While we get very little in terms of knowing the other girls and just regular life events with them, we do get to become closer to another character. That comes in the form of Minato, a young man of the same age as the rest who is also seeking the fragments and uses the same kinds of abilities. There’s a very genderfluid aspect to him that’s appealing and it feels like they vacillate a few times about who he really is in that regard. Subaru is drawn to him even as he causes problems at first by acquiring some of the fragments that they need but the two are connected by bigger things from when the ship broke apart here years ago and their own experiences at the time. It’s all given a kind of wispy and ethereal feeling in a way, it’s more about emotions and feelings rather than events and actions, so there’s a lightness to it that keeps the show from feeling like it really has weight and impact to it as Minato operates on the outside and Subaru tries to figure out the greater picture, which isn’t really there.
What really drew me to the series and kept my attention throughout it as the story itself faltered along the way was the animation itself. Gainax has some different approaches they take over the years so you can’t always be sure what you’re going to get. Here, I just absolutely love the character designs and the color palette used as it stands out with its smooth movements for the animation itself. There are some great pieces to it, particularly with the magic, that just gives it a very distinctive and appealing look. Yes, the ideas and the overall look is familiar, even boilerplate to some degree, but the execution is simply spot on and so polished and well done that you can easily overlook it all. The show also puts together some absolutely gorgeous eyecatch pieces, even though some of them may make older viewers feel pretty skeevy, but there’s no denying the sheer detail and quality of them.
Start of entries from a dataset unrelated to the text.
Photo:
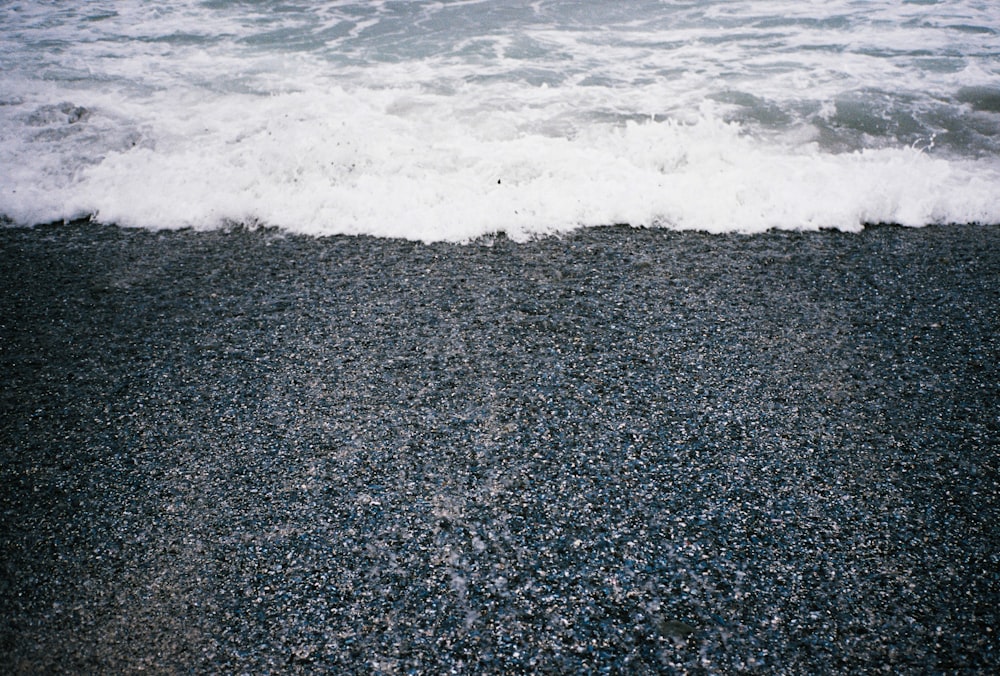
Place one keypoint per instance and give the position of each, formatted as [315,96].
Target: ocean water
[450,119]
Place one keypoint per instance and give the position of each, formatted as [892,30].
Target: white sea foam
[451,120]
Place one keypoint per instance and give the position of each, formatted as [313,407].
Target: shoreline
[615,448]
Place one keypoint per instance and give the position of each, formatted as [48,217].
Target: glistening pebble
[619,451]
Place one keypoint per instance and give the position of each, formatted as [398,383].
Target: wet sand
[623,450]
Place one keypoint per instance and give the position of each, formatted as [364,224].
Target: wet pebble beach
[617,451]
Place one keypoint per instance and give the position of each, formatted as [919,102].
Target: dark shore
[624,450]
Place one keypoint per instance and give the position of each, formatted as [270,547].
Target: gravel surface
[619,451]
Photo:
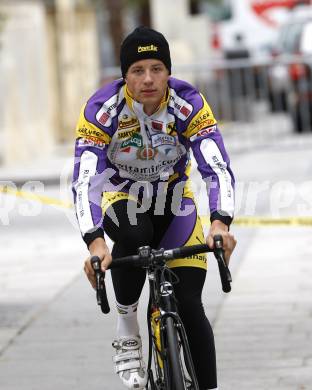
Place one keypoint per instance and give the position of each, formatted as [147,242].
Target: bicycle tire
[173,352]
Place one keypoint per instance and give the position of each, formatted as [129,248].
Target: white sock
[127,321]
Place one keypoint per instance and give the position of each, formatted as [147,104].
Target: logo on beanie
[147,48]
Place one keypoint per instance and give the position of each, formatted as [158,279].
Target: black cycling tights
[128,284]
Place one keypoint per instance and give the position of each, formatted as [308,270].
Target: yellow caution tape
[36,197]
[238,221]
[266,221]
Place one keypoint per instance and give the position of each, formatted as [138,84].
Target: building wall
[48,68]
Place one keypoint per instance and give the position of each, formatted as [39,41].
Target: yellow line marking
[238,221]
[266,221]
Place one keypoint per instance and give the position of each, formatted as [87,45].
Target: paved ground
[53,337]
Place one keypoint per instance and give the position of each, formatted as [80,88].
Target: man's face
[147,81]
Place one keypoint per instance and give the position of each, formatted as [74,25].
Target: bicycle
[169,350]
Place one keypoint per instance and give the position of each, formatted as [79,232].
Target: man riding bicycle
[131,181]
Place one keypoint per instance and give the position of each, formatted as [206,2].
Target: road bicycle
[170,365]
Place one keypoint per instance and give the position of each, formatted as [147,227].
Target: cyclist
[131,181]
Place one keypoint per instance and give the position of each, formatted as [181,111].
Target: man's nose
[148,77]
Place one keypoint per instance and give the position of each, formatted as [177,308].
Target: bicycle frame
[162,297]
[172,333]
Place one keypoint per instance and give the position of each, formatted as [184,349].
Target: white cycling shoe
[129,364]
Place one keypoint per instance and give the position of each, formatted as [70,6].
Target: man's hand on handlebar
[229,241]
[98,248]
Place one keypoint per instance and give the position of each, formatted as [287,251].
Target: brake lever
[101,295]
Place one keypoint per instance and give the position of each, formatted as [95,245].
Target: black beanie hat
[144,43]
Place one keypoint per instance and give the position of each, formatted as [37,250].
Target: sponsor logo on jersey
[126,123]
[128,133]
[146,153]
[136,141]
[104,113]
[162,139]
[156,125]
[91,141]
[172,128]
[103,118]
[147,48]
[184,109]
[92,133]
[204,120]
[203,132]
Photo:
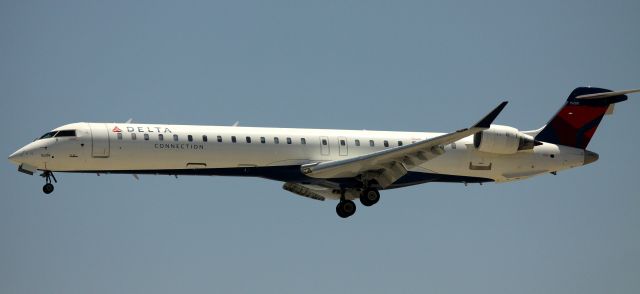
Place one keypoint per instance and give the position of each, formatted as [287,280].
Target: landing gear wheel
[369,197]
[47,188]
[345,208]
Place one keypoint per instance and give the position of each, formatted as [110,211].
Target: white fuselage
[177,149]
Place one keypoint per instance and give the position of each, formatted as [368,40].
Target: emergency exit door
[99,140]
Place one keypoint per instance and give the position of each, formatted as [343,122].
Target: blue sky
[400,65]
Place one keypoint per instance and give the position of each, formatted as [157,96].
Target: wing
[387,166]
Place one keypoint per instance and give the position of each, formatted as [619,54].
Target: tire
[47,188]
[369,197]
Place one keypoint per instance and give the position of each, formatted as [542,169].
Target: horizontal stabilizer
[607,94]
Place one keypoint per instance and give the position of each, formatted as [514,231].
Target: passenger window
[66,133]
[48,135]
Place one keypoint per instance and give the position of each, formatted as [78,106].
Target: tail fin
[577,121]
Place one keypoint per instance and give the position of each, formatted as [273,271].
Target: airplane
[320,164]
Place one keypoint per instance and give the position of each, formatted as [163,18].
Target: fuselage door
[342,146]
[99,140]
[324,145]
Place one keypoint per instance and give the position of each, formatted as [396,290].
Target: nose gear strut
[48,187]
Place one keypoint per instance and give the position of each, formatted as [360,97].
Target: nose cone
[590,157]
[15,157]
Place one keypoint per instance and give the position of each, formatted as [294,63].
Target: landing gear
[345,208]
[369,196]
[48,187]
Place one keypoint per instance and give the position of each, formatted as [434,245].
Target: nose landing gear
[48,187]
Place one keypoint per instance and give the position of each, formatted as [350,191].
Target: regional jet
[320,164]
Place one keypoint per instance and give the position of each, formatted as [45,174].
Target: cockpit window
[66,133]
[48,135]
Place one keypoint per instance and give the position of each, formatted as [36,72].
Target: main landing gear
[347,208]
[48,187]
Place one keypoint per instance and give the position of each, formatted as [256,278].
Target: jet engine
[502,140]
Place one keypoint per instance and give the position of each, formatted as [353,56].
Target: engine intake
[503,140]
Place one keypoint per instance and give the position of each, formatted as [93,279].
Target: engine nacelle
[502,140]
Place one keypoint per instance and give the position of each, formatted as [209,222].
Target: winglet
[486,121]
Wish Upon the Pleiades isn’t a bad show but it’s one that just doesn’t have enough weight to it to really making it meaningful. I like what it presents and I adore the visual design, which Sentai brings through in a crisp and beautiful way here, but I wanted to be more engaged in the characters and stories. But these are mostly just archetypes working through the framework of a story more than anything else, and that’s unfortunate because it could have been something on a Madoka Magica level if it had the guts and intention to really dig into it and make it into something. It’s definitely worth seeing as quality animation, however, so it’s something to very much keep on your radar.
Japanese DTS-HD MA 2.0 Language, English Subtitles, Clean Opening, Clean Closing
Content Grade: C+
Audio Grade: B+
Video Grade: A-
Packaging Grade: B+
Menu Grade: C+
Extras Grade: B-
Released By: Sentai Filmworks
Release Date: October 11th, 2016
Running Time: 300 Minutes
Video Encoding: 1080p AVC
Aspect Ratio: 1.78:1 Widescreen
Sony KDL70R550A 70″ LED 1080P HDTV, Sony PlayStation3 Blu-ray player via HDMI set to 1080p, Onkyo TX-SR605 Receiver and Panasonic SB-TP20S Multi-Channel Speaker System With 100-Watt Subwoofer.